One of the great beauties of a forum is that everyone can share their knowledge and experience, and hopefully arrive at a full and complete answer. Unfortunately, an incomplete answer can be dangerous. Thus my wanting to be sure that the full story was out there.



> All I'm saying is that the Hamiltons I've seen that had screw on fronts also also had screw on backs.


American watch movements and cases were almost never made by the same company. Watches and cases were both made to standard sizes. From 1860s on up to the 1920s(and after in some cases), movements and cases were typically selected separately by the customer and united at the time of sale. That's not to mention that in the 100+ since, many movements have been switched around from their original cases. Thus, a watch movement from any make can appear in any style of case.

Swing ring cases were at least somewhat popular on railroad watches from about 1880 to 1910 since they are more dust-tight than cases with multiple joints. It would certainly not be unheard of to find a Hamilton from this period in one of these sort of cases, and in fact I've seen and handled a significant number of them myself.


----------



## billiybop (Feb 22, 2011)

Ben_hutcherson said:


> And I'm sorry to shout, but I've seen pendants ripped off cases as a result of someone trying to unscrew a back that was never meant to unscrew. I only posted as I did lest the OP be in the same situation and end up damaging his watch.
> 
> One of the great beauties of a forum is that everyone can share their knowledge and experience, and hopefully arrive at a full and complete answer. Unfortunately, an incomplete answer can be dangerous. Thus my wanting to be sure that the full story was out there.
> 
> ...


No hard feelings, right? This clears up a lot. Then would you say that the front and back attach the same usually or just sometimes?


----------



## Ben_hutcherson (Aug 27, 2011)

billiybop said:


> No hard feelings, right? This clears up a lot. Then would you say that the front and back attach the same usually or just sometimes?


Right, no hard feelings 

I think it is fair to say that the back and bezel are usually attached the same way, but certainly not always.
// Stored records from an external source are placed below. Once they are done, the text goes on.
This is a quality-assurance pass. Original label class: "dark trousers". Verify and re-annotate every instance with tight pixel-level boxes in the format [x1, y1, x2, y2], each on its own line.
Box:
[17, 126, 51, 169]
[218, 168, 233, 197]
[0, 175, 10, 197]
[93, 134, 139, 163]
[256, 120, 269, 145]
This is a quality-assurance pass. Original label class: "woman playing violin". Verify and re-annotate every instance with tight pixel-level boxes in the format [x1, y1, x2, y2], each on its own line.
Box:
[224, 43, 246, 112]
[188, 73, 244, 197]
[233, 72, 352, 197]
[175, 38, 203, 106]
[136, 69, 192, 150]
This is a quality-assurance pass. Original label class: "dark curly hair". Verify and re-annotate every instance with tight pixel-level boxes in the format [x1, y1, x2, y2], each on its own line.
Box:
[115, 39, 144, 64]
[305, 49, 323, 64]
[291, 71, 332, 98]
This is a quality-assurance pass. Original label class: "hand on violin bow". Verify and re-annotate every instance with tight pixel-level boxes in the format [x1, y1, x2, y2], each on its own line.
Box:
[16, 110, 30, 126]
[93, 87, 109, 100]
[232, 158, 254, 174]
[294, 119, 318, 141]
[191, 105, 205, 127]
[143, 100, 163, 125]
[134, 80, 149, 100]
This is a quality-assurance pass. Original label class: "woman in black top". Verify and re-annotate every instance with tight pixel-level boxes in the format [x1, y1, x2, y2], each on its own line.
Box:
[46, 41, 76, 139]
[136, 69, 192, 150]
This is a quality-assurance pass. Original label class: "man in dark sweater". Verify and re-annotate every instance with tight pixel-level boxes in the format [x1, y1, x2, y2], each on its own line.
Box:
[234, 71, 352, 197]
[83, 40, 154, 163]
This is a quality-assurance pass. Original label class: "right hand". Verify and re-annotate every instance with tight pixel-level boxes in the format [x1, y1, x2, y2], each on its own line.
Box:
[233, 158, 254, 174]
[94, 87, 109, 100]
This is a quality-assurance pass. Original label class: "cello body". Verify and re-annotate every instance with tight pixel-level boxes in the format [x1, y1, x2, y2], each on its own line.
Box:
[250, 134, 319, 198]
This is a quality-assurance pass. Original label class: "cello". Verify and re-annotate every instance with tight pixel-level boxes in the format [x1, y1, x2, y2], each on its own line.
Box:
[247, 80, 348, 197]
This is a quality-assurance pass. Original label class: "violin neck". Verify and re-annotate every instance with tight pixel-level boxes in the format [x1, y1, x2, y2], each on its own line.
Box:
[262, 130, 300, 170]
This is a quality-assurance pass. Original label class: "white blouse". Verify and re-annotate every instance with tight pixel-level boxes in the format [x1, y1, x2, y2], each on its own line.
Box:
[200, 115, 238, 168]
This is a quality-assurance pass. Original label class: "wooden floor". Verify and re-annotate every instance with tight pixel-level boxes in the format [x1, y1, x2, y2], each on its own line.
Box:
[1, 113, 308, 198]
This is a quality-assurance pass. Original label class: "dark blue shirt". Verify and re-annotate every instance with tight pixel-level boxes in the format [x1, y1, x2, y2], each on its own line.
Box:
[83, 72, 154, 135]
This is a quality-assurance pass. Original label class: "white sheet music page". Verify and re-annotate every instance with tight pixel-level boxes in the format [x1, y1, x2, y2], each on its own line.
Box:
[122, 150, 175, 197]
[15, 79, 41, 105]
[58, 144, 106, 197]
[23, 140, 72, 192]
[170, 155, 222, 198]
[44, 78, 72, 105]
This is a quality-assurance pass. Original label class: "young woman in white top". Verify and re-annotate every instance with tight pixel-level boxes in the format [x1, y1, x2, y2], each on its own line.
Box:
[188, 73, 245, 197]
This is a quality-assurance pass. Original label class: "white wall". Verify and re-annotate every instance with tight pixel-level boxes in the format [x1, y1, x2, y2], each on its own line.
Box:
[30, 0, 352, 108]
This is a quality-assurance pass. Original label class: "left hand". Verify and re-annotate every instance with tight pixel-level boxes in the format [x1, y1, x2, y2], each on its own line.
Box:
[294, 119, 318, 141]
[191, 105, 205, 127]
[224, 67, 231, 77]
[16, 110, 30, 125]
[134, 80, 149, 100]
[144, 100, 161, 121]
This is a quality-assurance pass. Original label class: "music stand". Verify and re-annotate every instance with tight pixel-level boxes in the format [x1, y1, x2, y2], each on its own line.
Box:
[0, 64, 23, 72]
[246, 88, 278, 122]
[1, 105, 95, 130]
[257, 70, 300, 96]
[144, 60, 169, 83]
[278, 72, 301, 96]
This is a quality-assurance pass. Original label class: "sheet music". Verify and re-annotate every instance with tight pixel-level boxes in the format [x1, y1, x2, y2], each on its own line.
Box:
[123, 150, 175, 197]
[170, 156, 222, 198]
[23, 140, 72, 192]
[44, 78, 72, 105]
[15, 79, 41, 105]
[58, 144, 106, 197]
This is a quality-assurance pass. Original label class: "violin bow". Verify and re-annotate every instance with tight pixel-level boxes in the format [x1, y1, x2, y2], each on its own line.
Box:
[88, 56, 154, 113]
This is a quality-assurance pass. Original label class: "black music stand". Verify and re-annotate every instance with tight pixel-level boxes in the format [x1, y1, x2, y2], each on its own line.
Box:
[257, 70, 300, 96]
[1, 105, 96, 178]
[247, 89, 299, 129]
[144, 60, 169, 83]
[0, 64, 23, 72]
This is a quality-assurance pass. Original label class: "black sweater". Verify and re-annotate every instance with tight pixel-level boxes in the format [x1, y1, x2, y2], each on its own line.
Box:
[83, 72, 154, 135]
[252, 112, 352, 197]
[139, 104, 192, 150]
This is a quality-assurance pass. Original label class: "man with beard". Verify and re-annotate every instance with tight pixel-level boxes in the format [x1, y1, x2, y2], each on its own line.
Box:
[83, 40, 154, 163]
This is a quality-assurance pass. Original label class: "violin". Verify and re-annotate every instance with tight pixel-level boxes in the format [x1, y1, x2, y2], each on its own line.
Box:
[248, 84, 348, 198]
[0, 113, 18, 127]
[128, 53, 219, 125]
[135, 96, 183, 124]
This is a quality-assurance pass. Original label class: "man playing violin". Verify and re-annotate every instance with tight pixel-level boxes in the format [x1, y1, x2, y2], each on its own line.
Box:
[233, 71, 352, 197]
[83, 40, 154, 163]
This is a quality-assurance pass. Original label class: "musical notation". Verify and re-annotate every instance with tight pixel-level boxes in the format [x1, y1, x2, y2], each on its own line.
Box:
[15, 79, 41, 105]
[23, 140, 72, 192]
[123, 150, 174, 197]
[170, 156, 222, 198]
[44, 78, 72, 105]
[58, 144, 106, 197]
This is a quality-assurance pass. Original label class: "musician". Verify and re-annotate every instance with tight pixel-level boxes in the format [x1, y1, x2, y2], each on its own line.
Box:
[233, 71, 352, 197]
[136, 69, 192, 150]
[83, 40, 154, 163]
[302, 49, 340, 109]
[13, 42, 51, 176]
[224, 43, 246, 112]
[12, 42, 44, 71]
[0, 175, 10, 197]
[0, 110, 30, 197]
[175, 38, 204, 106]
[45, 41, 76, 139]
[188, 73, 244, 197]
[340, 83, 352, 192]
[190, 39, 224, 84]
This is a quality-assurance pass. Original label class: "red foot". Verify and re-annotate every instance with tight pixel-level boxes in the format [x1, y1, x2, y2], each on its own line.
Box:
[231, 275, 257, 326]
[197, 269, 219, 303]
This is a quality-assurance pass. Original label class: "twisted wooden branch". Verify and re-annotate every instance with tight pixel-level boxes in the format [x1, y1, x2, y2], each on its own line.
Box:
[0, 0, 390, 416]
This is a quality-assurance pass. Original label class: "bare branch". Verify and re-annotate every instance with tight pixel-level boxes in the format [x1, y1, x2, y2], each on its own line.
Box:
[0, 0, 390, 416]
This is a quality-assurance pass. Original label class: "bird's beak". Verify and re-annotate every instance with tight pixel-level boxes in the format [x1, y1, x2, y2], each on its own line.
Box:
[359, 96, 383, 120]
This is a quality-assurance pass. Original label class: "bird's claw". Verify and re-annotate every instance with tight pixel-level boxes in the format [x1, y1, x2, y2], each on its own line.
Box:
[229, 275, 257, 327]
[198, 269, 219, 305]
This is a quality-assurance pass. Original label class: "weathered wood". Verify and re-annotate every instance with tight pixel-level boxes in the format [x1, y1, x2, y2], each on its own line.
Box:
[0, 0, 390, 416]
As I mentioned, many small, thin watches had a hinged back(quite often with a cuvette also) along with a snap-on bezel much as your Illinois. The vast majority of hinged back open face cases, however, also have a hinged bezel. I don't recall seeing an American hunting case that didn't also have a hinged back. Keywind hunting cases for watches that are keyset from the front also have the bezel on a hinge-for a grand total of four hinges on these type of cases.

One interesting combination are the factory cases used for some Illinois Sangamo Specials. These cases had a hinged bezel in combination with a screw back-presumably this was to allow easy access to the set lever.

Somewhere along the way, I've also seen a case meant for a keywind watch which had a screwed bezel with a hinged back, Presumably, this was to allow easy access for winding every day, but made setting(which ideally would only need to be done every few days) a little bit more difficult.


----------



## Ben_hutcherson (Aug 27, 2011)

Here are a couple of photos of a swing ring case-the first showing the bezel removed, revealing the hing at the top and the pry notch at the bottom. The second is with the movement swung out.


----------



## billiybop (Feb 22, 2011)

To the op, original poster, please come back and give us an update. We were just having a copasetic exchange and all friends here.


----------



## Shangas (Mar 16, 2008)

We promise...we don't bite. 

...much. 

We'll be happy to help with whatever questions you have about the watch. 

Age.
Quality.
Construction.
Applications (RR? Non RR for example). 
Care & Feeding.
Use & Misuse. 

The only thing we DO NOT cover is value/worth, because that is impossible to determine online (and most likely, in real life as well).


----------